Envoyé par Quentin Dolet 
Deux lectures simultanées me donnent matière à penser : Janus de Koestler (sur le conseil de Francis Marche) et C'était de Gaulle, de Peyrefitte.

1°) Koestler propose un concept fort stimulant : le holon. Ce concept désigne les entités intermédiaires de toute hiérarchie, qui, selon le principe de Janus, peuvent à tout moment être définies comme totalités, et comme parties d'un tout. Un individu, par exemple, "est un tout cohérent par rapport à ses parties constituantes, mais en même temps fait partie d'une entité sociale plus large" (famille, nation, etc.). Chaque holon présente une tendance à l'intégration (pour fonctionner en tant que partie) et une tendance à l'assertion (pour préserver son autonomie individuelle). Le déséquilibre survient lorsque le holon ne peut assouvir l'une de ces tendances. Lorsqu'il est privé, notamment, de toute possibilité adéquate d'appartenance à une entité supérieure, de transcendance, il est susceptible de réagir par une adhésion aveugle et fanatique à n'importe quel mouvement politique ou n'importe quelle secte religieuse, ceci afin de combler sa soif inaltérable d'intégration.

2°) Pour De Gaulle, les États-Unis étaient un "costume de polichinelle", non pas une nation comme la France, c'est-à-dire une entité capable d'intégrer ses différentes communautés et ses différents individus (un "creuset" dit-il). Aux États-Unis -- pour penser avec les mots de Koestler -- les holons manquent d'un principe national qui leur permettrait d'assouvir leur besoin d'appartenance, et se replient sur leur identité ethnique, raciale, territoriale ou politique (ce qui est sans doute moins vrai depuis le 11 septembre) -- ils créent ce que Peyrefitte appellent justement des "colonies intérieures".
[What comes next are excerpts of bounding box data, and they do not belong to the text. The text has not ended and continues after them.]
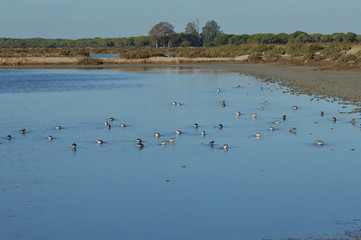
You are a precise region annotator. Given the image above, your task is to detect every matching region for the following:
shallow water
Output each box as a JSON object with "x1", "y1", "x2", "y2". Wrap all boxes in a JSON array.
[{"x1": 0, "y1": 69, "x2": 361, "y2": 239}]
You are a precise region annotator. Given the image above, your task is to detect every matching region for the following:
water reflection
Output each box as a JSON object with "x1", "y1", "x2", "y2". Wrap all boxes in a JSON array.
[{"x1": 0, "y1": 69, "x2": 361, "y2": 239}]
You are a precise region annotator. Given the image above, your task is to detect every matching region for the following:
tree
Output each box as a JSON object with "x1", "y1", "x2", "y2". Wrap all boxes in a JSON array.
[
  {"x1": 345, "y1": 32, "x2": 357, "y2": 43},
  {"x1": 185, "y1": 19, "x2": 200, "y2": 47},
  {"x1": 201, "y1": 20, "x2": 222, "y2": 46},
  {"x1": 134, "y1": 36, "x2": 149, "y2": 46},
  {"x1": 261, "y1": 33, "x2": 278, "y2": 44},
  {"x1": 213, "y1": 33, "x2": 232, "y2": 46},
  {"x1": 149, "y1": 22, "x2": 175, "y2": 47},
  {"x1": 310, "y1": 33, "x2": 322, "y2": 42}
]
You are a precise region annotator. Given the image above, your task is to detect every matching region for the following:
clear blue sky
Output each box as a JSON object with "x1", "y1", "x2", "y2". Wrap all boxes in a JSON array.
[{"x1": 0, "y1": 0, "x2": 361, "y2": 39}]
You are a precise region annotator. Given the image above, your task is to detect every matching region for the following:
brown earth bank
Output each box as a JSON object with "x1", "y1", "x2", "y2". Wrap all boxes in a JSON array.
[{"x1": 0, "y1": 57, "x2": 361, "y2": 108}]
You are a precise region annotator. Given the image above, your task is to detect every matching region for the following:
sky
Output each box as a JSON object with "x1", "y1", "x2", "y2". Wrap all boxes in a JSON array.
[{"x1": 0, "y1": 0, "x2": 361, "y2": 39}]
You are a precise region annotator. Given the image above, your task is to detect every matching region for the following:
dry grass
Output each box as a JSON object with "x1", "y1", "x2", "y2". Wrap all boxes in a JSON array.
[{"x1": 0, "y1": 43, "x2": 361, "y2": 70}]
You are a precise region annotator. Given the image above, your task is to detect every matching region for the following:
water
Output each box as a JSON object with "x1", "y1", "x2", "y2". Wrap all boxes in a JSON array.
[{"x1": 0, "y1": 69, "x2": 361, "y2": 240}]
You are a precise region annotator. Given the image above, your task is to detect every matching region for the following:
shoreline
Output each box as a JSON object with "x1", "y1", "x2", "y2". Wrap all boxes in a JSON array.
[{"x1": 0, "y1": 59, "x2": 361, "y2": 105}]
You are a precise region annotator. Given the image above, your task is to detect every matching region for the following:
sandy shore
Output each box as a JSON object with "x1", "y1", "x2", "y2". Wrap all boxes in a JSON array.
[{"x1": 0, "y1": 61, "x2": 361, "y2": 102}]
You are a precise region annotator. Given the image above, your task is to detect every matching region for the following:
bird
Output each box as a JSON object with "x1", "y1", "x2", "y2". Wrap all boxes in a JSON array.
[{"x1": 223, "y1": 144, "x2": 228, "y2": 152}]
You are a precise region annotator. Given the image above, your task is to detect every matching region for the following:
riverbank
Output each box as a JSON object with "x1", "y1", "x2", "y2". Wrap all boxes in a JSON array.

Si le monde entier devient un "costume de polichinelle", si les identités nationales sont effacées dans l'Union européenne, dans l'Occident-Axe du Bien, puis, à terme, dans le Marché planétaire, ou toute autre "gelée amorphe" (Koestler), n'ira-t-on pas tout droit vers une résurgence tous azimuts des pulsions fanatiques de tous les holons livrés à leur singularité ? C'est la question que l'on est en droit de se poser, avec celle-ci : face au phénomène de globalisation -- inévitable, et souhaitable à maints égards --, ne faudra-t-il pas préserver des "champs identitaires nationaux" (termes flous, mais retrouvera-t-on jamais les "identités nationales" traditionnelles ?) très forts et très influents, dans lesquels les hommes pourront se fondre et s'épanouir en tant que parties ? Nécessité d'un nouveau type de "souverainisme" (pour rebondir sur ce thème) ?
En Europe les champs identitaires nationaux sont en voie de démantèlement, au profit du holon d'intégration supérieure (l'Union européenne) d'une part, et du rang des holons immédiatement inférieurs (les régions) d'autre part; en France, le projet de "réduction du millefeuille territorial" prévoit la disparition des holons inférieurs au rang des régions : les départements.

C'est un peu comme le jeu de Tetris : il y a absoption des couches intercalaires (nations, départements) au profit des rangs de holons dont l'allégeance identificatoire est directement adressée à l'Empire européen en voie de consolidation et d'intégration. Les régions, pour certaines transnationales, parleront directement au bloc européen, qui leur répondra directement, et les couches ancestrales (nations, micro-régions/départements) devront s'effacer devant la pyramide que doit composer l'Etre continental et ses vassaux territoriaux sans chef ni peuple historique constitué.

La mise en empire de l'espace européen passe par une indifférentiation des nations au profit d'entités territoriales de taille moyenne (les régions), qui lui devront tout. La dette politique, morale et financière est le ciment de l'empire en gestation : entités régionales endettées + peuples accueillis dans l'indifférentiation (tout demandeur d'asile vaut un autre demandeur d'asile, "solidarité avec tous les sans-papiers") et rendus moralement redevables à l'égard de la puissance accueillante sont les ingrédients indispensables au contrat impérial et à la soudure de ses parties.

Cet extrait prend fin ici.